Looking for some books to get me through the winter...
November 22, 2011 5:22 PM   Subscribe

Help me MeFites! Help me find the books that will allow me to space out during the holidays.  I'm looking for some engrossing, non-taxing, but not stupid, novels to read that will take me away from my ordinary modern life and its attendant pressures. Can you help?  

Books I've enjoyed recently: 
Lonesome Dove, by Larry McMurtry
The Living, by Annie Dillard
Specimen Days Michael Cunningham, particularly the final story, "Like Beauty"

The key features I'm looking for are:

Good writing...sometimes when I'm reading I feel like I can see the material being workshopped, and it takes me out of it. I think I like 'non-fussy, but precise' writing.  

Deliverance from my ordinary existence....I'm not typically a genre fiction person, but I notice that the books that I've liked recently have been otherworldly -- one about a cattle drive to Montana in (I think) the 1860's, one in the late 1880's Pacific Northwest, and one in some strange dystopian future where our lives were shared with beings from other planets.  So I'm open to genre fiction of any kind as long as it's considerably physically different than my life. I don't want to come across MacBook Airs, Facebook, Spreadsheets, sous vide, attachment parenting, Toyotas....etc. I want to know about the troubles one might experience having to figure out how to make a fire in the middle of the woods or something.

I like strong, well-developed characters  you can have some intimacy with. I think I prefer modern writing even about historical things, because it's more relatable through a modern filter (so I don't want to read a book that takes place in the civil war that was written right after the civil war). I like a clear plot that you can see moving more than internal exposition. 

I dont' want anything depressing where everyone dies in the end (Cormac McCarthy = engrossing, but not fun) . Some ups and downs and sadness is fine, I just don't want them to kill everyone. It makes me feel a little tricked.
 
posted by A Terrible Llama to Media & Arts (48 answers total) 62 users marked this as a favorite
 
Disclaimer that I have not read your faves, but would "The Help" be too lightweight for you? I found it really engrossing and just delightful. I was worried the horrifying racism/awful things happening in the South in the time period it's set in (1960s) would be too disturbing, but while they are disturbing, their presentation in this book is nowhere near approaching, say, McCarthy-level disturbing.
posted by pupstocks at 5:25 PM on November 22, 2011


Best answer: I just (literally an hour ago) picked up Helprin's Winter's Tale for a re-read. It's a fun, playful bit of magical realism(?) set in an idealized, turn-of-the-century New York City and surrounds. It's somewhat long and I remember finding it engrossing when I first read it, six or seven years ago.
posted by gauche at 5:29 PM on November 22, 2011 [4 favorites]
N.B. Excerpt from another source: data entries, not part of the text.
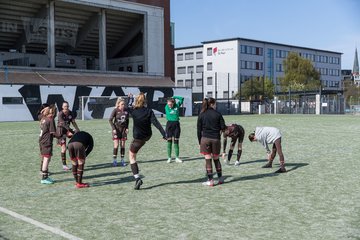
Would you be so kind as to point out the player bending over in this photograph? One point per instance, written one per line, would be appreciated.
(270, 135)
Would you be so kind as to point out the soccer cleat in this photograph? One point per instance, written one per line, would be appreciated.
(221, 180)
(82, 185)
(138, 183)
(281, 170)
(47, 181)
(209, 183)
(114, 163)
(123, 163)
(268, 165)
(66, 168)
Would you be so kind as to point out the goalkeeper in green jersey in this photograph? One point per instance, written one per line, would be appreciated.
(172, 110)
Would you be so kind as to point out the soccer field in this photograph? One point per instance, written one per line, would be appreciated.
(318, 198)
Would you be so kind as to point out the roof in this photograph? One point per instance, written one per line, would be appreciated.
(273, 43)
(81, 78)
How about some Jonathan Lethem? I find most of his impossible to put down once I start. Motherless Brooklyn would be a good place to start. Fantastic book, very engrossing.
posted by machinecraig at 5:34 PM on November 22, 2011 [2 favorites]
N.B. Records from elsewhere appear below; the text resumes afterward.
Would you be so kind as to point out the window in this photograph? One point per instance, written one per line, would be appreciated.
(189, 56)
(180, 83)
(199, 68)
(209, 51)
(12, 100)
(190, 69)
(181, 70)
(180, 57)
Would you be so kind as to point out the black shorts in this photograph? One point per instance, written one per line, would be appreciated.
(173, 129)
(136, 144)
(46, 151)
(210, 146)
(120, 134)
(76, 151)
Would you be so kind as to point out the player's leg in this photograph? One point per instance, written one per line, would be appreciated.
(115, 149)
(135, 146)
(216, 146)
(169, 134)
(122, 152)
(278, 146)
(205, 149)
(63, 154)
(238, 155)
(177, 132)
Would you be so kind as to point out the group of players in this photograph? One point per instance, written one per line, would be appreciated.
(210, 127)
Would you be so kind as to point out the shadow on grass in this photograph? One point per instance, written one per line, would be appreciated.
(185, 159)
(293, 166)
Best answer: Have you read "Ender's Game"? I'm not familiar with your faves, but otherwise I think it fits your description.
posted by DoubleLune at 5:36 PM on November 22, 2011


Does it have to be a fiction novel? I am a fan of John McPhee's meditative "new journalism' style books. Uncommon Carriers, for example, is a series of short stories about the life and work of various people in the transportation industry- a truck driver, a cargo ship captain, a barge crew. There's also The Control of Nature which is about, well, see the title. The nice thing about his books is they tend to be written in series of connected but somewhat independent segments, which makes it easier to put down the book during the busy holidays with lots of interruptions. The whole attraction is that they suck you in but are NOT impossible to put down, so you can still get everything else done. (Some books, you could set a bomb off next to me and I wouldn't notice. More importantly, the cookies could burn and I wouldn't notice!)
posted by Wretch729 at 5:37 PM on November 22, 2011 [1 favorite]
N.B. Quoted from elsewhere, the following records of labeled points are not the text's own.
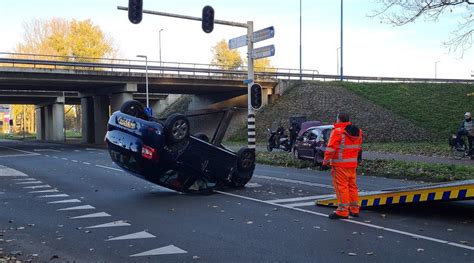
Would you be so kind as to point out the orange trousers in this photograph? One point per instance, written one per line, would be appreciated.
(344, 181)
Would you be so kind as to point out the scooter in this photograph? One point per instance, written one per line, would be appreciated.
(278, 140)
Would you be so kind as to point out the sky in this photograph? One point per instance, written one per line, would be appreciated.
(370, 48)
I've traditionally been a science fiction fan but was recently carried away by easy reading into historic colonial Africa by Wilbur Smith. Try his Ballantyne series or something a little more contemporary like The Sunbird - it got me interested enough to do this.

For wide swathes of history, Edward Rutherford's Sarum and other books I've found engrossing enough outside of my preferred genres.
posted by infini at 5:39 PM on November 22, 2011


Best answer: I haven't read the books you listed, but from your description:

Robertson Davies, these.

Donna Tartt, "The Little Friend" and "The Secret History".

In a more speculative vein, Rudy Rucker's short story collection "Gnarl" has strong escapist value.
posted by kengraham at 5:40 PM on November 22, 2011 [2 favorites]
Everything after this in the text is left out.